Thanks for the helpful feedback earlier — I really appreciate the suggestions.

I’ve updated the proposal to address the points you mentioned and expanded the behaviour and edge-case sections. In particular, I added:

• A heuristic (regex example) showing how weak alt text such as file names is detected.
• A clearer preview dialog mockup showing the number of images being reviewed (e.g., “Image 1 of 4”).
• Pagination logic for batch scanning so collections larger than 100 notes are handled correctly.
• Undo support that snapshots original note bodies before modification so batch changes can be reverted.
• Additional edge-case handling such as notes modified during batch processing.

Please let me know if there are any other areas that could be improved further. Thanks again for taking the time to review the draft!

One design detail I’m still evaluating is the choice of the default local vision model.

In the proposal I currently assume LLaVA via Ollama, mainly because it integrates well with Ollama and produces reasonably good image descriptions. However, I’m aware that LLaVA can be relatively heavy for users on lower-end hardware.

Are there other open-source vision models that might be worth considering for this use case — particularly models that run efficiently while still producing useful accessibility-style descriptions?
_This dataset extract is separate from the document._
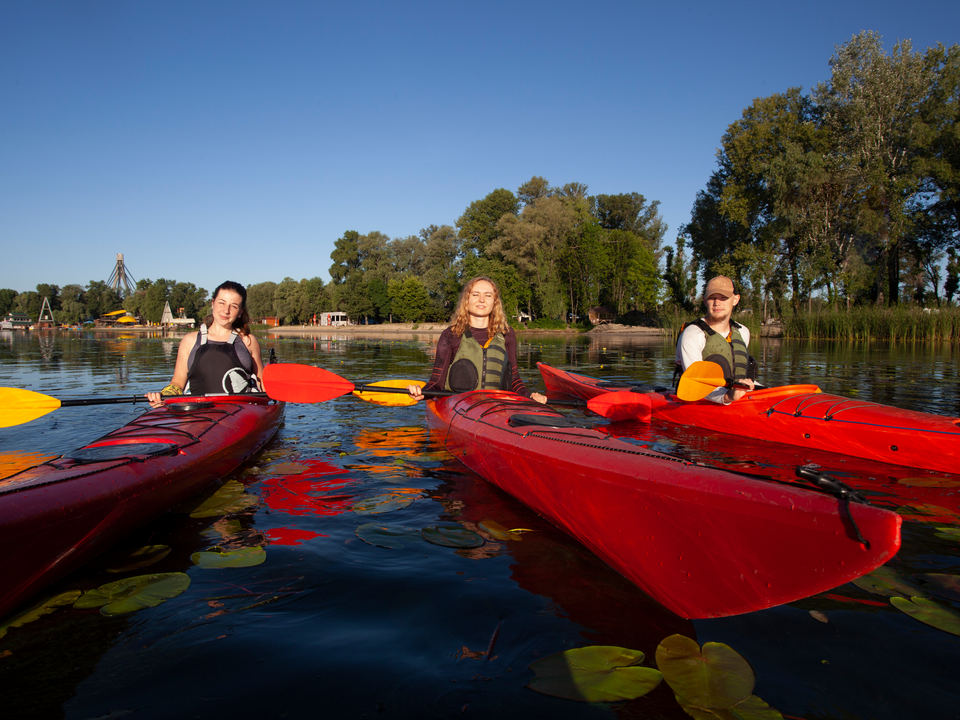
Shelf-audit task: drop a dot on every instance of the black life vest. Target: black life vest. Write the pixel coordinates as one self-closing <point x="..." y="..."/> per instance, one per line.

The plugin architecture keeps the provider layer modular, so switching models or adding additional providers later should be straightforward. I’d appreciate any suggestions on models worth evaluating during development.

Thanks for the submission

Please review the proposal draft submission guidelines specifically step 4

Update the draft by editing your first post directly so the latest version is always visible there.

For the document submission itself I have a few commens.
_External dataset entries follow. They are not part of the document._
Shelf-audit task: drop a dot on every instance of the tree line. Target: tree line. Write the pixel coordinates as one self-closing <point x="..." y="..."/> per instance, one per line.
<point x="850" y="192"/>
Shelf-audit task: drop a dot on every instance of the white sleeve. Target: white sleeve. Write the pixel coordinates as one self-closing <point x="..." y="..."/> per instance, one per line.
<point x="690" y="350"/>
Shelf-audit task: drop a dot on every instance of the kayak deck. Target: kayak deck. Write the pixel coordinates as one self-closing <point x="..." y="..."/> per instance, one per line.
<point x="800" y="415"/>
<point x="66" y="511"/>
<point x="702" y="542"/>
  • Overall, I think the submission has too many low-level details and not enough high level description, we want to see that you have thought about edge cases, but you don't need to have solved them yet.
  • I like the idea of using heuristics to identify automatically filled descriptions, but I think as proposed is overly simplistic. That said, you can keep that section high level.
  • You need for detail about user experience and user flows, also some discussion on how this works with the Rich text editor should be added.
1 Like

Thank you for the detailed feedback. I appreciate the suggestions. I'll revise the proposal by reducing the low-level implementation details, expanding the sections on user experience and user flows, and adding a discussion on compatibility with the Rich Text editor. I'll also keep the heuristics section more high-level as suggested.

Before revising the draft, I’d like to clarify one point regarding Rich Text editor compatibility. Does the Rich Text editor store image alt text using the same underlying Markdown representation (![alt text](:/resource_id)), or is there a different internal representation I should account for? I'll update the first post directly with the revised version once I incorporate the feedback.
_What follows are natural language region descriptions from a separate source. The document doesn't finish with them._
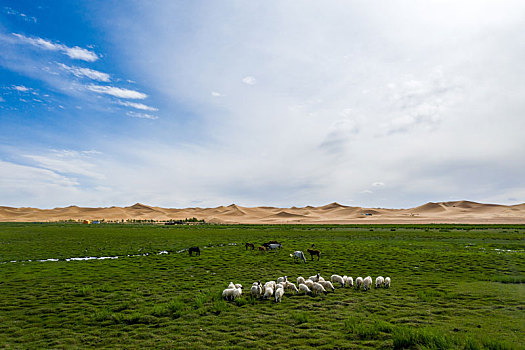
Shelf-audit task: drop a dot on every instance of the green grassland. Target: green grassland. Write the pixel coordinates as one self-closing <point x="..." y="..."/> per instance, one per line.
<point x="453" y="287"/>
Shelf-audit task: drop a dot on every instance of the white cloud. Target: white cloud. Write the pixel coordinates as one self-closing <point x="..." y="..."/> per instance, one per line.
<point x="117" y="92"/>
<point x="73" y="52"/>
<point x="21" y="88"/>
<point x="67" y="162"/>
<point x="249" y="80"/>
<point x="138" y="106"/>
<point x="349" y="96"/>
<point x="81" y="72"/>
<point x="25" y="17"/>
<point x="141" y="115"/>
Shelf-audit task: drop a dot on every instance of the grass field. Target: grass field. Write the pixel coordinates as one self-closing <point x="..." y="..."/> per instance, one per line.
<point x="452" y="287"/>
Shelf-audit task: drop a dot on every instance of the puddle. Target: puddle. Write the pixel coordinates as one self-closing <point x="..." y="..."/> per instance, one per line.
<point x="162" y="252"/>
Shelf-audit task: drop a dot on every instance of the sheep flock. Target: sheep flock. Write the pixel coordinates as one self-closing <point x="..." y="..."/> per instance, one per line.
<point x="312" y="285"/>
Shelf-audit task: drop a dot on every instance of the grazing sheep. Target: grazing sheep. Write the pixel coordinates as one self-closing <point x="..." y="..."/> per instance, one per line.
<point x="304" y="288"/>
<point x="338" y="279"/>
<point x="279" y="294"/>
<point x="367" y="283"/>
<point x="318" y="288"/>
<point x="350" y="281"/>
<point x="358" y="282"/>
<point x="327" y="285"/>
<point x="379" y="281"/>
<point x="268" y="292"/>
<point x="309" y="283"/>
<point x="315" y="278"/>
<point x="282" y="279"/>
The app only has one representation of each note, the editor doesn’t matter. But markdown isn’t the only possibility. In fact, even in a markdown document many users will have an html image. I suggest you review the codebase, and maybe even the forum to understand this a bit better.

The reason I bring up the rich text editor is that it doesn’t show the source, and will thus need different considerations in terms of UI compared to the markdown editor.

Thank you for the clarification. I'll review the codebase for HTML image handling in notes and study how the Rich Text editor differs in terms of UI considerations. I'll update the proposal accordingly

Thank you for the feedback earlier. I've updated the proposal in the first post to address the points discussed. The revision focuses on improving the high-level description, expanding the user experience and user flow sections, and adding clearer considerations for the Rich Text editor.

I also simplified some of the lower-level implementation details.

I'd appreciate any additional feedback or suggestions.

@Ronaldo

Thanks for the updates, but please make them in accordance with the draft submission guidelines that I linked above.

1 Like

Thanks for the reminder. I’ve updated the first post directly in accordance with the draft submission guidelines so that the latest version of the proposal is visible there.